Amaia Fano-El Correo
Hoy puede ser otro de esos días en los que la política y la justicia españolas sienten un nuevo precedente con la orden de ingreso en prisión del exministro y aún diputado José Luis Ábalos, de apreciar el juez instructor un sólido riesgo de fuga, tras pedir la Fiscalía para él 24 años de cárcel por el llamado ‘caso Koldo’.
Si finalmente se llegase a esa situación, se abriría un escenario inédito en nuestra democracia, en el que un parlamentario en activo deba ausentarse de las votaciones del Congreso por estar encarcelado. No hablamos de una anécdota institucional; sino de un vacío normativo que supone una merma de la mayoría parlamentaria.
Si esa entrada en prisión preventiva llegara a producirse, Ábalos perdería su sueldo y su derecho a voto, pero no su acta de diputado que conservaría mientras no hubiera una sentencia firme, una vez que él mismo ha decidido no renunciar a ella para conservar su condición de aforado. ¿Cómo contabilizar entonces la mayoría de la Cámara? ¿Sobre 350 escaños o sobre uno menos? ¿Se debería funcionar como si ese escaño siguiera operativo o como si estuviera vacío?
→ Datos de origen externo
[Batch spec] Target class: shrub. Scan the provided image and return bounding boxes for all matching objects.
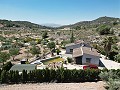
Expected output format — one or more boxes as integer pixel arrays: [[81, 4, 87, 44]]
[[67, 57, 73, 63], [1, 68, 100, 83], [99, 69, 120, 90], [2, 62, 13, 71]]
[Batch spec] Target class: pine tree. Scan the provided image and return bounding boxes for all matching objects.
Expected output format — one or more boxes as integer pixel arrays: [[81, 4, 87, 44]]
[[70, 31, 75, 43]]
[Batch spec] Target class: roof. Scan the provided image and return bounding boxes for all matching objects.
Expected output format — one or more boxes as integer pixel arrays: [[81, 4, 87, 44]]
[[73, 47, 100, 57], [65, 43, 76, 47], [100, 55, 120, 70], [82, 47, 100, 57], [65, 40, 86, 47], [10, 64, 36, 72]]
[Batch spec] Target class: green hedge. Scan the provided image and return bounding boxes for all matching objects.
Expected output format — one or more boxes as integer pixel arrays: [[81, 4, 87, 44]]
[[1, 68, 100, 83]]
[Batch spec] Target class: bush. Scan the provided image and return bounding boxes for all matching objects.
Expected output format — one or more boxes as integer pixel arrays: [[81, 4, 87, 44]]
[[67, 57, 73, 63], [99, 69, 120, 90], [0, 70, 8, 83], [97, 25, 114, 35], [2, 62, 13, 71], [1, 68, 100, 83]]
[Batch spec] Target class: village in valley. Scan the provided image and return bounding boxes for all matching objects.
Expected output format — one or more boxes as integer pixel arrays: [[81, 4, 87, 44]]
[[0, 17, 120, 72], [0, 0, 120, 90]]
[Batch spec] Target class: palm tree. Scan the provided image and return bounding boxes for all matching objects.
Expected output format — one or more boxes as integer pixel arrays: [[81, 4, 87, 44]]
[[103, 37, 115, 57]]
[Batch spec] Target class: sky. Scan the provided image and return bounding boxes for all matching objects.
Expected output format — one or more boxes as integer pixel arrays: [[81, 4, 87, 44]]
[[0, 0, 120, 25]]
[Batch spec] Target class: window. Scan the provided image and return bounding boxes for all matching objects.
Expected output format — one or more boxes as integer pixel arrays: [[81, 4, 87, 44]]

Los servicios jurídicos del Congreso tendrían que responder a estas preguntas llegado el caso, pero el problema de fondo va más allá del reglamento. Estamos ante un debate democrático de primera magnitud: ¿Puede un diputado privado de libertad seguir ejerciendo sus labores de representación? ¿Tiene sentido que estando en prisión —aunque sea de manera provisional y sin sentencia firme— mantenga intacta el acta que lo vincula a sus electores?
Que este escenario no afecte de momento a la aritmética parlamentaria no lo hace menos preocupante. La doctrina que permite retener el acta hasta el final del proceso penal se diseñó para evitar que la justicia pudiera ser utilizada como arma política. Pero esa cautela se ha convertido, con lo que llevamos visto, en un punto ciego del sistema: una situación en la que los derechos individuales del diputado pesan más que el propio sentido de su función. Porque un escaño, al fin de cuentas, no es un título honorífico: si no la capacidad de participar, deliberar, votar y representar. Si esas facultades desaparecen por un impedimento físico —no por voluntad política— la institución queda amputada de uno de sus miembros. Y el Congreso carece de un mecanismo claro para subsanar esa situación.
Sería conveniente que sus letrados —y, si es necesario, el Constitucional— revisasen un marco que hace décadas podía parecer garantista y que hoy resulta disfuncional, pues deja en suspenso la representación ciudadana. No se trata de prejuzgar culpabilidades ni de permitir que una investigación pueda descabezar a un grupo parlamentario. Se trata de asumir que la democracia necesita mecanismos que impidan que un escaño sea secuestrado por las circunstancias personales de un diputado. Porque un acta que no puede ser ejercida es, en esencia, una anomalía representativa. Y una Cámara en la que uno de sus miembros está ausente por estar privado de libertad no puede ni debe funcionar como si nada hubiera ocurrido.